Le public se trouvant alors dans la pénombre, la scène s'éclaira. Pas de lumière violente: à défaut de projecteurs et autres sunlights, un dispositif plus rudimentaire avait été mis en place. Les fameux pots de yaourt – dont Adhémar n'avait pas d'abord compris le rôle – étaient disposés en arc de cercle autour de la terrasse. C'était cela, l'idée de Soledad. Garnis de cire à bougie et munis chacun d'une mèche, ils formaient autant de minuscules quinquets. On ne faisait pas autrement du temps de Molière et de son « Illustre théâtre ». Cette rampe lumineuse éclairait les acteurs par le bas. Les jeux d'ombre et de lumière variaient en fonction de leurs gestes, leurs mimiques... Un étrange clair-obscur, le halo du mystère, baignait les mains et les visages.

 

Après qu'on eût frappé les trois coups, la petite troupe était montée sur scène au pas cadencé. Tout le monde avait entendu quelque part cette musique... en fait « l'entrée des Turcs » du « Bourgeois gentilhomme ». Si les costumes renvoyaient vaguement à la « Commedia del Arte », la pièce se voulait hors du temps. Mais pas sans mouvement. Les jeux de scène n'étaient que pirouettes, un continuel va-et-vient. Un nouvel arrivant chassait le précédent. Plus rapide que son ombre, il entrait par une porte et sortait par l'autre. Ces mouvements ne devaient rien au hasard. Dans la mise en scène de Soledad, tout avait été minutieusement étudié, soupesé, comparé. Bien sûr, il avait fallu compter avec quelques « couac » inévitables de la part de ses acteurs amateurs. « Mieux vaut, se dit-elle pour se consoler, des fautes vivantes qu'une perfection morte. »

Au final, sa ténacité se trouvait récompensée. Elle avait obtenu de tous une gestuelle, une diction plus qu'acceptables.
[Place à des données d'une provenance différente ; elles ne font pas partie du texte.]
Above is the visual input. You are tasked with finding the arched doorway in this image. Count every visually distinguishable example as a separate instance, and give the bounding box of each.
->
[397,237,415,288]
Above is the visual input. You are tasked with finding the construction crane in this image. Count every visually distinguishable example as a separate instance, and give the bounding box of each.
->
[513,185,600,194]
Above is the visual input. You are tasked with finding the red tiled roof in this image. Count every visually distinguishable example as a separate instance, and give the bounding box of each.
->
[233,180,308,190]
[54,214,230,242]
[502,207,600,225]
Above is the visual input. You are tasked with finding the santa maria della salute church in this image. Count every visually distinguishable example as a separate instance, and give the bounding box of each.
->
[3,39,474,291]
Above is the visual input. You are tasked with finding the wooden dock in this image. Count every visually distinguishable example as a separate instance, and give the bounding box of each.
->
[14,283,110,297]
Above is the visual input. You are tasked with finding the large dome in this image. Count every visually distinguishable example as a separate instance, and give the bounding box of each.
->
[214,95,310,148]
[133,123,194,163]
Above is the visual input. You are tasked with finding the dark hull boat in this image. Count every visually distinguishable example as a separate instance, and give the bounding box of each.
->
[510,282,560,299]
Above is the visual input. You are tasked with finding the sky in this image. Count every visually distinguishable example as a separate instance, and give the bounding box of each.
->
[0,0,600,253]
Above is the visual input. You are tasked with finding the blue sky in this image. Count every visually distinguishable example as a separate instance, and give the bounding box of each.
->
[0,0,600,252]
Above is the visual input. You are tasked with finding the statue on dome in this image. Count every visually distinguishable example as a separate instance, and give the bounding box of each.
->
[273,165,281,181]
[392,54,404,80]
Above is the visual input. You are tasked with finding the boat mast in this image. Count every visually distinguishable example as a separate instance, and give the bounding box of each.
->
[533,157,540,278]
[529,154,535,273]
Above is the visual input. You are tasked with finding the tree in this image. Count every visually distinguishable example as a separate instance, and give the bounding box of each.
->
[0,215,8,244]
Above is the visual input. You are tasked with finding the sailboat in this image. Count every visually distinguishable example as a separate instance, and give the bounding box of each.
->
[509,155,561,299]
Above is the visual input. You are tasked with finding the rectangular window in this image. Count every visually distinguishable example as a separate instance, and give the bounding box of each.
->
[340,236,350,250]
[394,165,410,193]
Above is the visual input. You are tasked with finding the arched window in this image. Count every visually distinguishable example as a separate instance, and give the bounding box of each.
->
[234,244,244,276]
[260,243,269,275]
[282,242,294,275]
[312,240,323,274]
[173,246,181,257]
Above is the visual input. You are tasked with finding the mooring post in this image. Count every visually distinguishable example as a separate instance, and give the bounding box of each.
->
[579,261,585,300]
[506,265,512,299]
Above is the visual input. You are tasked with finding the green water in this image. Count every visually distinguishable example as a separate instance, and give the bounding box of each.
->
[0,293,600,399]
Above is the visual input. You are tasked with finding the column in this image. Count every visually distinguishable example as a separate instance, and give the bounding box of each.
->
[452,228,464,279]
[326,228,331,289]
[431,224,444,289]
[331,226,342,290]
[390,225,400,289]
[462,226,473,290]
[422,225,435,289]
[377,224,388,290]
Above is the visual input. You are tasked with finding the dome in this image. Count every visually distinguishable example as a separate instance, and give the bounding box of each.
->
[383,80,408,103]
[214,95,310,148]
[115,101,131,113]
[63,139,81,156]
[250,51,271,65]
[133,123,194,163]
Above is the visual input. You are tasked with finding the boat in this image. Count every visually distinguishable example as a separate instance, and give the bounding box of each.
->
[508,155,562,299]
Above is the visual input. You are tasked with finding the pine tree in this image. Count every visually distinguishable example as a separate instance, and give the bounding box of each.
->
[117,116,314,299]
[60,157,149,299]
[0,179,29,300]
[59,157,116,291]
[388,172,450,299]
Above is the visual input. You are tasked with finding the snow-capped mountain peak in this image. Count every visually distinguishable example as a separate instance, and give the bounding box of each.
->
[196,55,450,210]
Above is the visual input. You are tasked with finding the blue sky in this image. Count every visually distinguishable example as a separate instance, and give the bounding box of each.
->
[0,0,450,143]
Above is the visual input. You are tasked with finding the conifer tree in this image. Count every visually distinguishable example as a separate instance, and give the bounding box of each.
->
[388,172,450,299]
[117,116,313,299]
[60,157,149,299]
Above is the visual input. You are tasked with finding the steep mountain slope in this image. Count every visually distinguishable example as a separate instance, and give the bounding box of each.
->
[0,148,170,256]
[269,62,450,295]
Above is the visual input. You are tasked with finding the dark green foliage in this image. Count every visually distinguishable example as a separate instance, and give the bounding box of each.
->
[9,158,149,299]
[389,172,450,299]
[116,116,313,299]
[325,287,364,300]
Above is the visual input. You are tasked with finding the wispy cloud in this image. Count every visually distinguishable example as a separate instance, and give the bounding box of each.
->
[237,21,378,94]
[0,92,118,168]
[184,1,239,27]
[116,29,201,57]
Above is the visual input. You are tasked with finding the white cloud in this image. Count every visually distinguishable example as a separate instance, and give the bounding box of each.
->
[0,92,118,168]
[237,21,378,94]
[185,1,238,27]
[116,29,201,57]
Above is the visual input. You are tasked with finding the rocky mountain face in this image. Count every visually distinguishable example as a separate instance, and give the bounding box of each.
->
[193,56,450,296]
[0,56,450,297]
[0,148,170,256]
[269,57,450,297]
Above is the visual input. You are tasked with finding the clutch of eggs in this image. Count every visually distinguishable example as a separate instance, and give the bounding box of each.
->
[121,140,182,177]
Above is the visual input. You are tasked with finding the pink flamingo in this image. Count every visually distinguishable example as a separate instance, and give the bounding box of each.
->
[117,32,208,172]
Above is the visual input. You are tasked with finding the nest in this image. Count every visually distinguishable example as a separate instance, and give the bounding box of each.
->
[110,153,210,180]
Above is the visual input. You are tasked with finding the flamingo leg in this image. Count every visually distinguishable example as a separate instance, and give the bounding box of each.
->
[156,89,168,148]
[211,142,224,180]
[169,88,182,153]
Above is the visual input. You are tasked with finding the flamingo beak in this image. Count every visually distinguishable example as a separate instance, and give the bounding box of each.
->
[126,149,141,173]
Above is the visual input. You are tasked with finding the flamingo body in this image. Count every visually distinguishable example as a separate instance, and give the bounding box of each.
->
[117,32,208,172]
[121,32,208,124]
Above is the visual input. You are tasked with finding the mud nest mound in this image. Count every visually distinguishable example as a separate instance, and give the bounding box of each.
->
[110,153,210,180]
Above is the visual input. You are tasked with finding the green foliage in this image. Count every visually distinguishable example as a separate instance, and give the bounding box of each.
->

Qui valurent en prime un tonnerre d'applaudissements à ce spectacle sans lendemain. « Ils en redemandent, ma parole! » fut sa première réaction. La seconde, plus désabusée, étant: « Tout ça pour ça! »

Soledad avait mis le meilleur d'elle-même dans cette unique représentation du « Roi se meurt »... A la fin du dernier acte, tout était parti en fumée: les acteurs et le décor. Tenture, trônes, vraies et fausses portes disparaissaient dans un épais brouillard (3). Enfin , le public s'était évanoui.

                                                                   (A suivre...)


Notes et commentaires:

  1. On pense à la sculpture de Camille Claudel: Clotho

  2. Citations de la pièce "Le roi se meurt"

  3. Indication scénique d'E. Ionesco.